Hickey stepped back, face black as a storm-cloud, summed up his opinion of the management of the building in one soul-blistering phrase, produced his bandana and used it vigorously, uttered a libel on the ancestry of the night-watchman and the likes of him, and turned to give profane welcome to the policeman who had noticed the cab at Twenty-third Street and who now panted in, blown and perspiring.

Much to his disgust he found himself assigned to stand guard over the basement exits, and waddled forth again into the street.

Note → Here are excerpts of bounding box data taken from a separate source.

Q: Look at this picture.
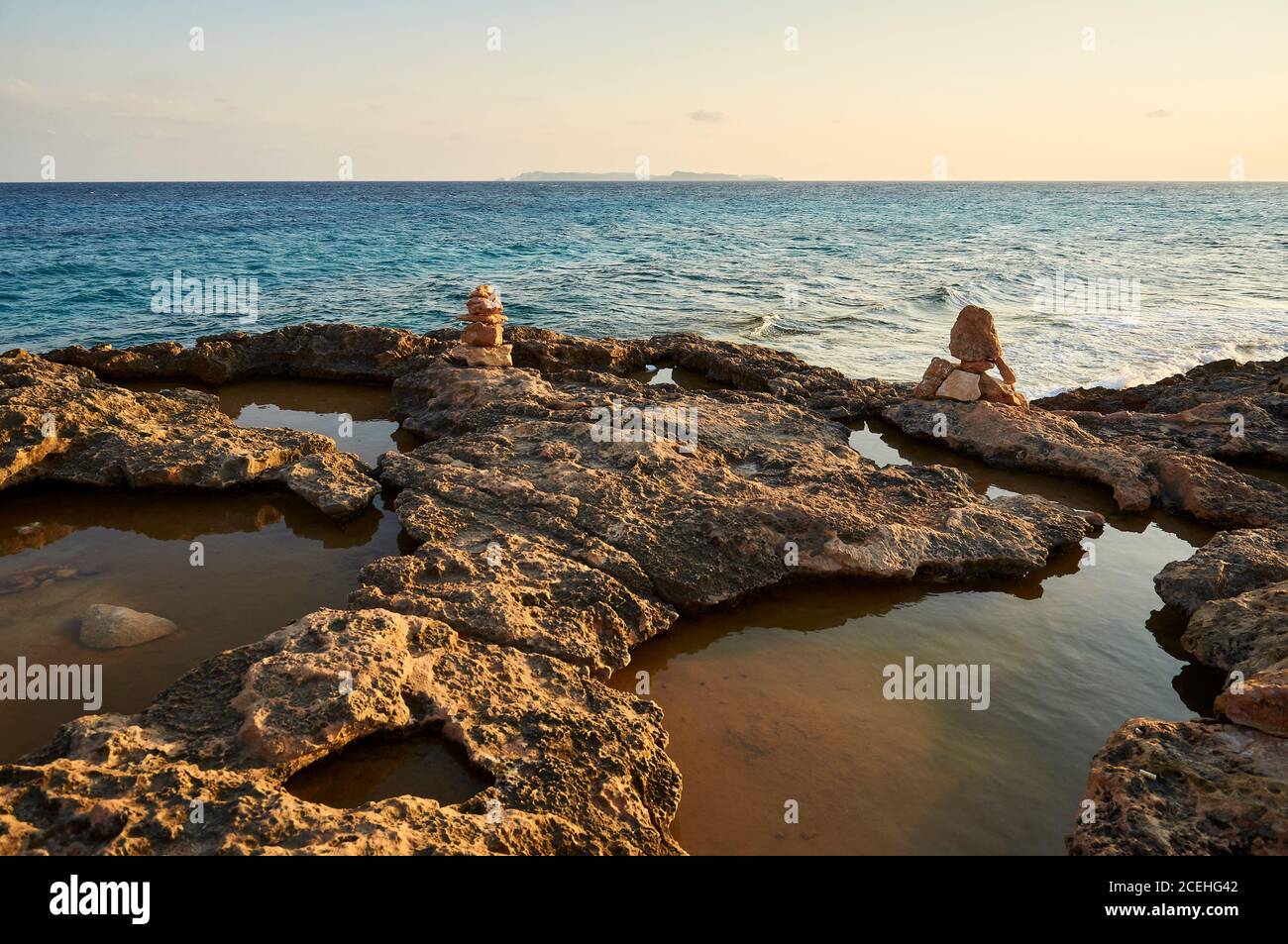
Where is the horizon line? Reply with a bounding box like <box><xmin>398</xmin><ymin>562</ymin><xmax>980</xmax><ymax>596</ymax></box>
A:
<box><xmin>0</xmin><ymin>174</ymin><xmax>1288</xmax><ymax>187</ymax></box>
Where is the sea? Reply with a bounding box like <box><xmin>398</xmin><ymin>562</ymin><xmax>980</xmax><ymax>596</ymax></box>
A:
<box><xmin>0</xmin><ymin>181</ymin><xmax>1288</xmax><ymax>395</ymax></box>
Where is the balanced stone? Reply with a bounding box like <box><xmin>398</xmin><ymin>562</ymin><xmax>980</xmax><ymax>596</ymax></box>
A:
<box><xmin>935</xmin><ymin>370</ymin><xmax>980</xmax><ymax>402</ymax></box>
<box><xmin>447</xmin><ymin>284</ymin><xmax>514</xmax><ymax>367</ymax></box>
<box><xmin>948</xmin><ymin>305</ymin><xmax>1002</xmax><ymax>364</ymax></box>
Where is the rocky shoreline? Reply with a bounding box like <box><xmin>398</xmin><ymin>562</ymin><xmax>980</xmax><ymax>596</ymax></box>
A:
<box><xmin>0</xmin><ymin>322</ymin><xmax>1288</xmax><ymax>854</ymax></box>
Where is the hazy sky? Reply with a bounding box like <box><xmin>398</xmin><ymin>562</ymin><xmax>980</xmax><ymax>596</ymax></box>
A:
<box><xmin>0</xmin><ymin>0</ymin><xmax>1288</xmax><ymax>181</ymax></box>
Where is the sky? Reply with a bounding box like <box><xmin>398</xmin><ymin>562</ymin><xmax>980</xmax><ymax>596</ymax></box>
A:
<box><xmin>0</xmin><ymin>0</ymin><xmax>1288</xmax><ymax>181</ymax></box>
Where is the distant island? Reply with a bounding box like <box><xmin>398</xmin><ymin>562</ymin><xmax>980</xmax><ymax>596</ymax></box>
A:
<box><xmin>502</xmin><ymin>170</ymin><xmax>781</xmax><ymax>183</ymax></box>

Meanwhile the first officer to arrive upon the scene was taking his turn at agitating the button and shaking the gates; and with no more profit of his undertaking than Hickey. After a minute or two of it he acknowledged defeat with an oath, and turned away to browbeat the straggling vanguard of belated wayfarers,—messenger-boys, slatternly drabs, hackmen, loafers, and one or two plain citizens conspicuously out of their reputable grooves,—who were drifting in at the entrance to line the lobby walls with blank, curious faces. Forerunners of that mysterious rabble which is apparently precipitated out of the very air by any extraordinary happening in city streets, if allowed to remain they would in five minutes have waxed in numbers to the proportions of an unmanageable mob; and the policeman, knowing this, set about dispersing them with perhaps greater discretion than consideration. They wavered and fell back, grumbling discontentedly; and Maitland, his anxiety temporarily distracted by the noise they made, looked round to find his erstwhile cabby at his elbow. Of whom the sight was inspiration. Ever thoughtful, never unmindful of her whose influence held him in this coil, he laid an arresting hand on the man's sleeve.

"You've got your cab—?"

"Yessir, right houtside."

"Drive round the corner, away from the crowd, and wait for me. If she—the young lady—comes without me, drive her anywhere she tells you and come to my rooms to-morrow morning for your pay."

"Thankee, sir."

Maitland turned back, to find the situation round the elevator shaft in status quo. Nothing had happened, save that Hickey's rage and vexation had increased mightily.

"But why don't you go up after him?"

"How 'n blazes can I?" exploded the detective. "He's got th' night car. 'F I takes the stairs, he comes down by th' shaft, 'nd how'm I tuh trust this here mutt?" He indicated his associate but humbler custodian of the peace with a disgusted gesture.